In their previous paper [Nagoya Math. J. 186, 119--155 (2007; Zbl 1134.14010)], the authors extended, using helix theory, the Castelnuovo-Mumford regularity for coherent sheaves on projective spaces to coherent sheaves on smooth projective varieties \(X\) of dimension \(n\) admitting an exceptional collection \((E^0_1,\dots ,E^0_{{\alpha}_0}, \dots ,E^n_1,\dots ,E^n_{{\alpha}_n})\) consisting of (exceptional) vector bundles which generate the derived category \({\mathcal D}:= {\text{D}}^b(\text{Coh}X)\) and which can be packed together into \(n+1\) blocks \({\mathcal E}_i=(E^i_1,\dots ,E^i_{{\alpha}_i})\) having the property that \({\text{Hom}}_{\mathcal D}(E^i_j,E^i_k)=0\) if \(j\neq k\), \(i=0,\dots ,n\).
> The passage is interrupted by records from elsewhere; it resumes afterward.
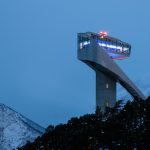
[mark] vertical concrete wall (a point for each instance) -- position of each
(105, 90)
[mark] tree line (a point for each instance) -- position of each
(123, 127)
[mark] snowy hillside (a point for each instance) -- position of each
(15, 129)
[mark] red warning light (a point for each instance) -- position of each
(103, 34)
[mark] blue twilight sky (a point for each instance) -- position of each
(40, 75)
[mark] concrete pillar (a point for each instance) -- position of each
(105, 90)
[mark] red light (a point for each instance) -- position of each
(103, 34)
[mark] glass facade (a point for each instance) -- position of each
(116, 49)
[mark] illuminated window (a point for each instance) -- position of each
(107, 85)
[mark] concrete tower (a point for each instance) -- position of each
(99, 51)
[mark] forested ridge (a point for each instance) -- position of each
(123, 127)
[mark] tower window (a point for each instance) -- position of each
(107, 85)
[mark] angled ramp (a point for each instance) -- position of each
(107, 74)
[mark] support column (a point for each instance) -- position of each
(105, 90)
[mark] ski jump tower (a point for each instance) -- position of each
(99, 51)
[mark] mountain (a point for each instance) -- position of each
(15, 129)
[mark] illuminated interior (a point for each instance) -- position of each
(117, 50)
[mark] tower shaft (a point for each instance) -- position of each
(105, 90)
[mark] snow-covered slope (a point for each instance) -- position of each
(15, 129)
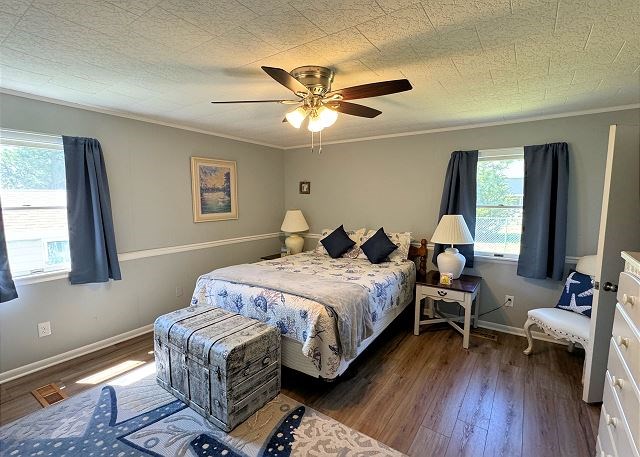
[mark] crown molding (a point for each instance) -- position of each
(132, 116)
(475, 126)
(286, 148)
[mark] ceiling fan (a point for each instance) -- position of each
(311, 85)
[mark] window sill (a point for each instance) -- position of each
(41, 277)
(490, 258)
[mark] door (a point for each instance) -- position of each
(619, 231)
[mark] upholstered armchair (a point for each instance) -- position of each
(561, 324)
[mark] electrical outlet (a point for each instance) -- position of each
(509, 301)
(44, 329)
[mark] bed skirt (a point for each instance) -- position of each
(292, 356)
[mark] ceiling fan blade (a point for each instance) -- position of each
(372, 89)
(354, 109)
(286, 80)
(283, 102)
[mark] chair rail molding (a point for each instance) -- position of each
(154, 252)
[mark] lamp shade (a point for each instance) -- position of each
(294, 222)
(452, 229)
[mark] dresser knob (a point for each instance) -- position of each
(628, 300)
(622, 342)
(617, 382)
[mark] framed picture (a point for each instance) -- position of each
(214, 189)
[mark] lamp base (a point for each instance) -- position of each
(294, 243)
(451, 261)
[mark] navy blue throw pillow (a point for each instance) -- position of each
(337, 242)
(378, 247)
(577, 295)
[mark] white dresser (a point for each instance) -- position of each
(619, 430)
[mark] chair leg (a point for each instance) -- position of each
(527, 331)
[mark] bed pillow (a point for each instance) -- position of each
(577, 295)
(378, 247)
(401, 239)
(337, 242)
(356, 235)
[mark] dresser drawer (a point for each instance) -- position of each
(615, 422)
(625, 389)
(628, 341)
(604, 444)
(629, 296)
(444, 294)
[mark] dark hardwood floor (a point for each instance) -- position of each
(425, 396)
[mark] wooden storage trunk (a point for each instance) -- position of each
(223, 365)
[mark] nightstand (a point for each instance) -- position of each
(271, 256)
(464, 291)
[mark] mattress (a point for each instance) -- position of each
(389, 286)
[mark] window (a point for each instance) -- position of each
(34, 202)
(499, 205)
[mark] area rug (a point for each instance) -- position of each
(133, 416)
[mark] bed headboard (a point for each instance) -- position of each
(418, 253)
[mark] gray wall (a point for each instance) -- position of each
(397, 183)
(149, 176)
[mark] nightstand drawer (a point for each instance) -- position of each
(443, 294)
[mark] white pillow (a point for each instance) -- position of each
(356, 235)
(400, 239)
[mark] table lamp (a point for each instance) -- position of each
(294, 222)
(452, 229)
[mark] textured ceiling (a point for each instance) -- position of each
(469, 61)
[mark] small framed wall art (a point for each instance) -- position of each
(214, 189)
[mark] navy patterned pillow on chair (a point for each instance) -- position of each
(577, 295)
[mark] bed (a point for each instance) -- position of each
(313, 340)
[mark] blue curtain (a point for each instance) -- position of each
(459, 197)
(7, 287)
(92, 240)
(544, 211)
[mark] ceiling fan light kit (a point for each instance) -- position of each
(312, 85)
Examples of such varieties are the projective space \({\mathbb P}^n\) with the collection \(({\mathcal O}_{\mathbb P},{\mathcal O}_{\mathbb P}(1),\dots , {\mathcal O}_{\mathbb P}(n))\) (in which case the regularity defined by Costa and Miró-Roig coincides with the Castelnuovo-Mumford regularity), the smooth hyperquadric \(Q_n\subset {\mathbb P}^{n+1}\), with the collection \(({\mathcal O}_Q,{\mathcal O}_Q(1),\dots ,{\mathcal O}_Q(n-1),{\mathcal E}_n)\), where \({\mathcal E}_n=({\Sigma}_1(n-1),{\Sigma}_2(n-1))\) for \(n\) even and \({\mathcal E}_n=\Sigma (n-1)\) for n odd (\(\Sigma \), \({\Sigma}_1\), \({\Sigma}_2\) being the spinor bundles), the Grassmannians, the multiprojective spaces etc. In the paper under review, the authors bound the regularity of a vector bundle \(E\) on \({\mathbb P}^n\) or on \(Q_n\) defined as the cohomology of a monad \[ 0\rightarrow \bigoplus {\mathcal O}(a_i)\rightarrow \bigoplus {\mathcal O}(b_j)\rightarrow \bigoplus {\mathcal O}(c_l) \rightarrow 0 \] in terms of the integers \(a_i\), \(b_j\), \(c_l\). They also improve this bound in the particular case where \(E\) is a mathematical instanton bundle on \(Q_n\), \(n\) odd.